Edwards explains that the fleet is in a bind and that it’s a shame the city didn’t let them know in November the machine wasn’t going to get repaired.
“Hopefully the Tarvins allow us to get enough ice to get started, which I’m sure they will. If we catch a lot of shrimp they’re going to look out for their boats first. Their ice machine is not that big,” Edwards continued. “That’s it. You’ve only got the Tarvins to get ice. Other than we could take our boat six hours to McClellanville, six hours back to go get ice. But you know that’s a day’s work that you’re going to lose. Or we could try some way or another to get our own ice machine somehow.”
He suggests the Town of Mount Pleasant looks into spending some money to help the shrimp fleet.
“Wando (Dock) is supposed to be up for sale. I don’t know if the town’s trying to buy into that over there. This was supposed to happen last November. It ain’t happened yet, so this is still in the works,” Edwards added. “You can’t go waiting on something to happen for them to do something, that might not even follow through. Problem with our business is when you lose a day, you don’t get it back.”
Haynie says that town council has been hard at work since they were elected working toward protecting the land of Shem Creek to help the shrimp fleet flourish instead of dwindle.
“The town would not be a very good operator of any shrimping operation, fuel operation or ice operation. But what the town can do is try to secure the property so the people who do that best do that for their benefit for the fleet,” Haynie said.
He explained council has held Executive Session meetings since before Christmas about the possible purchase of property.

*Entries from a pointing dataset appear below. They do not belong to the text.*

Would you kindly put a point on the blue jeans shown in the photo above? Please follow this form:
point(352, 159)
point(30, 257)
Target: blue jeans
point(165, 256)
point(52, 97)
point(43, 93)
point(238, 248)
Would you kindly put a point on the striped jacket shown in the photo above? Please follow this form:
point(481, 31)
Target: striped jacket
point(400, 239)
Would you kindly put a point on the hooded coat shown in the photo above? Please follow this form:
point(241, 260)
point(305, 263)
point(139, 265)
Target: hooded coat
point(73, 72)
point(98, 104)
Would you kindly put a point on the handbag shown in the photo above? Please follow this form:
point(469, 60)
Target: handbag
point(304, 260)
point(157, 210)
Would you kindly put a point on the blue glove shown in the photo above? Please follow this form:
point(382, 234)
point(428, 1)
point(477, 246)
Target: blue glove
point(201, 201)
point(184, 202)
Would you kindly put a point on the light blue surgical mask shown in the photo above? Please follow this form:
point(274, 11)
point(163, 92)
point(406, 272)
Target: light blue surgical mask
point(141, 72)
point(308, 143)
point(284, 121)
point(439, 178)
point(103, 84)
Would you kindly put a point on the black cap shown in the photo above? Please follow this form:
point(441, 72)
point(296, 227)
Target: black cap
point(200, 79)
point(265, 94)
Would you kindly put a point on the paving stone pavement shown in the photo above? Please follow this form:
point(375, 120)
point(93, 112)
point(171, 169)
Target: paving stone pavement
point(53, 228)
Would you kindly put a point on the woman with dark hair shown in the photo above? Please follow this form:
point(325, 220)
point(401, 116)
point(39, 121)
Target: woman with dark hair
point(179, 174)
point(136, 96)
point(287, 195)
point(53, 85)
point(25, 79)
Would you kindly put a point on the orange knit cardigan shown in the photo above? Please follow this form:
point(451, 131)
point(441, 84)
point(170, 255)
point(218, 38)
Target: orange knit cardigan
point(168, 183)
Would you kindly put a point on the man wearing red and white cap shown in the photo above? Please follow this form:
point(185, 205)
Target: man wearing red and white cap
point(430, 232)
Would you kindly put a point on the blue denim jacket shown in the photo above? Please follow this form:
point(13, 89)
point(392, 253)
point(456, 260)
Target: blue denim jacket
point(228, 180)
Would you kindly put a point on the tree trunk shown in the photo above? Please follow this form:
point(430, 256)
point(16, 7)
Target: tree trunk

He said that the continued efforts are to get a property under contract on Shem Creek, but cannot say which property.
“The intention of us trying to spend and having been in negotiations for months now to spend millions of dollars... its best use is that there is a complete service run by a private sector on land that is owned by the town. That’s the ultimate goal,” he said.
He said that Charleston Mayor John Tecklenburg approached him in the fall about discontinuing the Maritime Center ice machine. Haynie said his response to Tecklenburg was if they could get this property bought for the town rather than having someone run an ice machine there was a distinct possibility. He is hopeful the town will have good news to announce soon.
“We have shown all along, through this, through our hiring a consultant for the Shem Creek Taskforce to ensure the longevity of our shrimping fleet. We spent $100,000 on our own consultant core of engineers to renourish Crab Bank so that our shrimp fleet is not hindered by shallow water. This is another action that shows the Town of Mount Pleasant is behind our shrimpers in the most appropriate way,” Haynie added.